I've started writing about this a couple of times, but I tended to get hung up with my usual overwritten involved arguments and pseudo-historical perspective and never finished. But the are intended to restart the stalled out conversation about Alameda Point development, so I decided I'd just get my basic thoughts out, fancy scribery be damned.
There's a fundamental question that needs to be decided. A lot of people seem to think this question has been settled, but based on what I've read and heard in the 7 and a half years since I moved here and started really paying attention, I'm not so sure it is.
That question is, Do we build another estuary crossing to Oakland?
However we answer that, all other considerations follow from it. If the answer is yes, then we need to determine the practical strategies for getting one built. If the answer is no, then we have to accept the drastic limits this puts on the commercial and industrial development of the Point.
The Webster Tunnel approach has been greatly improved and is much more efficient than it was when the base was still open; it can support a fairly substantial increase in traffic volume, but it has its limits. (And this ignores the mess on the Oakland end.) Thus, that outlet can support some healthy development in the immediate area, like Alameda Landing, Atlantic Avenue or the West End, generally, but it's just too far away from the Point. It's really as simple as that. And an additional crossing there, rather than alleviate pressure, would make it even worse.
If I were king of the forest, I might put a ferry at the mouth of the inner harbor, running between a spot down Panoramic, past the ferry terminal, across to the shipping terminal this side of Middle Harbor Road, with some kind of connection to the freeway. It would be for vehicles only (nowhere for pedestrians to go on the Oakland side), and one of those ferries that goes back-and-forth without turning around — slow but large. This would allow commercial access and development without putting excessive additional pressure on the main island — much the role Doolittle Drive has in respect to Bay Farm.
Since it would be dominated by commercial traffic, it could justify tolls high enough to avoid large subsidies. The probable outcome would be development much like Bay Farm (or Harbor Bay, or whatever we call it) with Atlantic Avenue playing the role of the Bay Farm Island Bridge. It might be possible to improve the Point's southwest corner to allow for commercial water traffic, although probably not a significant amount.
But the obstacles to managing something like that, or any additional crossing, seem insurmountable. Besides the costs in dollars, and the engineering challenges of which I am undoubtedly unaware, the political prospect of trying to get all the involved parties (Oakland, the County, the Coast Guard, Caltrans, just for starters) to go along with the idea is so horrible I understand Rob Zombie is making a movie about it. I think it's probably, as we used to say in the government, not practicable at this time.
So the facts on the ground, as the cliche goes, would seem to favor the small-development argument. This means reclaiming most of the landing-strip area, converting much of it into park, and putting much stricter limits on the scope and kind of industry.
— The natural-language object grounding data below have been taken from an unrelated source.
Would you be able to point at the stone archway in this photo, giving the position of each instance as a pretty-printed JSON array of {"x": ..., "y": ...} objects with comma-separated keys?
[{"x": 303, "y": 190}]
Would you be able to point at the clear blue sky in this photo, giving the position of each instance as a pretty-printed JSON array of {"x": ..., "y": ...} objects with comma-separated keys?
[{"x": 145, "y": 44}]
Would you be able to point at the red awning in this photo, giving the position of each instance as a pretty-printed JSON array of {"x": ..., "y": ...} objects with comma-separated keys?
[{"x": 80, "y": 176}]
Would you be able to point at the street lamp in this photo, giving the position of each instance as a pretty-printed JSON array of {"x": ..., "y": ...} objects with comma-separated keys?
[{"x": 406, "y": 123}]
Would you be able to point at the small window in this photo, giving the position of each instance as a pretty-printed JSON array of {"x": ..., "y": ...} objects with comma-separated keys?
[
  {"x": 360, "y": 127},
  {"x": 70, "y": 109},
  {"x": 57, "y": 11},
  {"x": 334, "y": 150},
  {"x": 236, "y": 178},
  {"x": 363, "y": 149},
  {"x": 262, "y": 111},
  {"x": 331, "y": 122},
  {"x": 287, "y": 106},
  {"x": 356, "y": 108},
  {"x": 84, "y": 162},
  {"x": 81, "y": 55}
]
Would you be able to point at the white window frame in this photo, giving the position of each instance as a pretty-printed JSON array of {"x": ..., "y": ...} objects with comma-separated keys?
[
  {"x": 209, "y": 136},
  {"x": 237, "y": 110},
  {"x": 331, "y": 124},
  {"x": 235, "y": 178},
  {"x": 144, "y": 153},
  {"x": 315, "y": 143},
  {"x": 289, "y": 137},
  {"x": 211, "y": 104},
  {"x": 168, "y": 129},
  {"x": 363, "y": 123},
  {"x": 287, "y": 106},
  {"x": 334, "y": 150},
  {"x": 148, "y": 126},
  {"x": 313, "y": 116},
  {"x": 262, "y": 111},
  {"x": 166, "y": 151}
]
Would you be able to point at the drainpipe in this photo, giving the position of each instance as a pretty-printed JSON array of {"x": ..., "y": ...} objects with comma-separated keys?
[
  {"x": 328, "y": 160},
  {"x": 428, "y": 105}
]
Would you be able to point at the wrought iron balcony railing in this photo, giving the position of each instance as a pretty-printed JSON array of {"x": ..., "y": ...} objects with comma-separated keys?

It means less centralized geographical organization, with smaller commercial facilities alternating with and combined with smaller residential areas with some kind of subsidized small-scale transportation system (jitneys or something) — including for commercial transport, and seriously restricting internal-combustion engines. The areas near the gates could be set up to act like an airlock; people could leave their cars there and switch to smaller electric vehicles; there could be places for bicycle storage.
We could do that, if we want. We could make a little Ecotopia that those hippies in Berkeley and Santa Cruz would drool over. But without providing for an additional, properly-placed, estuary crossing, we have to give up on the idea of any Harbor-Bay-Farm-type development (like the Lab) — which means we have to give it up. I think some of us are reluctant to do that.
These alternatives seem mutually exclusive, and to a large extent I would agree that they are. But the in-between proposals all seem to combine the worst of both, increasing traffic and scale just enough to be troublesome but not enough to be economically viable. (That's how South Florida got the way it is.) I don't think that approach will work — nor do most of us, apparently, since we've apparently rejected it at least once.
Personally, I don't emotionally favor one alternative or the other; I don't really have an ideological agenda in this regard, although I will admit that the idea of a 21st Century urban community appeals to me.